Surge uma pergunta: ao que se referia Coltrane ao chamar sua música de “passos de gigante”? Estaria ele se referindo a uma grande inovação na música contemporânea, e, no específico, do jazz? Eu acredito que ele estivesse aludindo aos movimentos harmônicos propostos, que quebram a praxe, consolidada no sistema tonal, de progressões por quintas descendentes. A música Giant Steps incorpora três centros tonais equidistantes. Vejamos a partitura, assim como apresentada no consagrado livro Real Book, para analisarmos sua harmonia.

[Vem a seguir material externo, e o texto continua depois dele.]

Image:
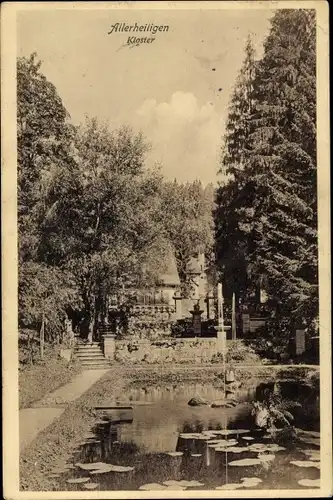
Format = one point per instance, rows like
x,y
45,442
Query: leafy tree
x,y
44,144
232,238
188,210
276,198
103,219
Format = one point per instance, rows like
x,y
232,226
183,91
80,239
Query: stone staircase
x,y
91,356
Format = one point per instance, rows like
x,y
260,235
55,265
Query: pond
x,y
163,443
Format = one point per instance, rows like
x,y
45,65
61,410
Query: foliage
x,y
238,352
182,328
44,140
271,201
44,376
48,290
189,224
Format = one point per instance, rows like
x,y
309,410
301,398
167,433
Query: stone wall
x,y
194,350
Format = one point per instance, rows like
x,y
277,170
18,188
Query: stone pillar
x,y
178,304
210,305
246,323
300,342
109,346
221,339
196,314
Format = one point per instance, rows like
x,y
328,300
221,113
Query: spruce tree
x,y
230,219
271,206
281,167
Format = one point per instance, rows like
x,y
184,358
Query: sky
x,y
175,89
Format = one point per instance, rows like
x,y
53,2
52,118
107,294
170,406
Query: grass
x,y
37,380
56,443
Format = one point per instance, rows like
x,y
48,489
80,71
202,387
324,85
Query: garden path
x,y
35,419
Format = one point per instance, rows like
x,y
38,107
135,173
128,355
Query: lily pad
x,y
310,483
78,480
266,457
305,463
183,484
152,487
310,440
189,436
228,432
245,462
102,470
251,480
313,455
121,468
93,466
222,443
190,484
91,486
58,470
230,486
313,434
238,449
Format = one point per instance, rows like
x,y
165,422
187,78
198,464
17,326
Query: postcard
x,y
166,250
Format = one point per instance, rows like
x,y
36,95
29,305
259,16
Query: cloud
x,y
185,136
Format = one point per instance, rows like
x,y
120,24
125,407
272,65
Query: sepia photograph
x,y
166,250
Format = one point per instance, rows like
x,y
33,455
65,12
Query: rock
x,y
311,483
245,462
219,404
224,403
198,401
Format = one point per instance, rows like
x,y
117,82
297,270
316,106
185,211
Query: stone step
x,y
88,351
95,365
85,357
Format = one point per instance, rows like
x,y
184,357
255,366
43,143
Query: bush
x,y
238,352
37,380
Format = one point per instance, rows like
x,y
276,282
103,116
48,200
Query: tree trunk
x,y
42,336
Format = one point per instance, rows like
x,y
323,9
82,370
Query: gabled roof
x,y
170,276
194,266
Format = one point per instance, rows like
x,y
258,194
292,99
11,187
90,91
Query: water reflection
x,y
163,423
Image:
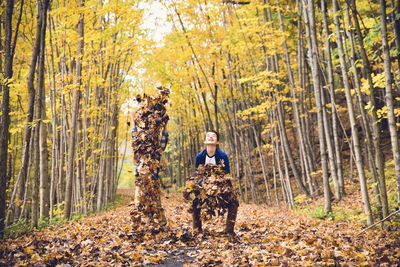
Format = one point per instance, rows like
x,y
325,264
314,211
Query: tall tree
x,y
389,96
74,117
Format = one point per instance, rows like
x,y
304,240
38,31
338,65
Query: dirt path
x,y
264,237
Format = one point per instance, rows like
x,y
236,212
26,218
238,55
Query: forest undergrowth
x,y
264,237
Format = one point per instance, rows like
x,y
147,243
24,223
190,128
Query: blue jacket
x,y
219,155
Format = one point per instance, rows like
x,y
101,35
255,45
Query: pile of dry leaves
x,y
266,237
211,190
150,119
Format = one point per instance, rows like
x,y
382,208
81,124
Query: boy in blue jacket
x,y
213,155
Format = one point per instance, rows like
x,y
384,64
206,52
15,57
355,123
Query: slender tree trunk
x,y
389,97
74,120
376,124
354,131
44,173
309,16
5,111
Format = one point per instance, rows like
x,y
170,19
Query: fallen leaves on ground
x,y
150,119
265,237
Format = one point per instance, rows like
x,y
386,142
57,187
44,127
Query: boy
x,y
213,155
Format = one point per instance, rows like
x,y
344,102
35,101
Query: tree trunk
x,y
389,97
376,124
74,120
354,131
5,111
309,15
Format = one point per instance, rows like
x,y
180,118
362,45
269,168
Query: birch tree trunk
x,y
354,131
389,97
74,120
309,17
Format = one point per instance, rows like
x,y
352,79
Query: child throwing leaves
x,y
211,187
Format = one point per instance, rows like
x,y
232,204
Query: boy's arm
x,y
226,162
197,163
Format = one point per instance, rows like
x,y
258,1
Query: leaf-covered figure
x,y
150,119
210,189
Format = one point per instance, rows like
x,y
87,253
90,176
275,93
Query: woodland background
x,y
305,95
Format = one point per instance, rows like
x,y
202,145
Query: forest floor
x,y
264,237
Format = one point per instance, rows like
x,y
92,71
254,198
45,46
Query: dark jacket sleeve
x,y
226,162
197,163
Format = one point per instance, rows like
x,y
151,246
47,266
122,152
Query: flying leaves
x,y
150,119
211,190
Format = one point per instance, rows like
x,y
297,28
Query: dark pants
x,y
230,219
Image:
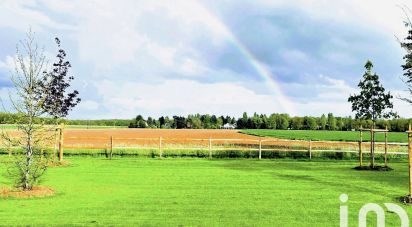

Na partitura podemos observar três centros tonais: B, G, Eb, que indiquei, respectivamente, em vermelho, verde e azul. As setas arredondadas indicam o movimento dominante-tônica, enquanto os colchetes indicam o movimento cadencial II-V. A proposta estética (e harmônica) de Coltrane foi a de fugir da centralidade de uma tônica, para criar um “efeito prisma”: não mais um centro tonal, mas, sim, três centros equidistantes entre si.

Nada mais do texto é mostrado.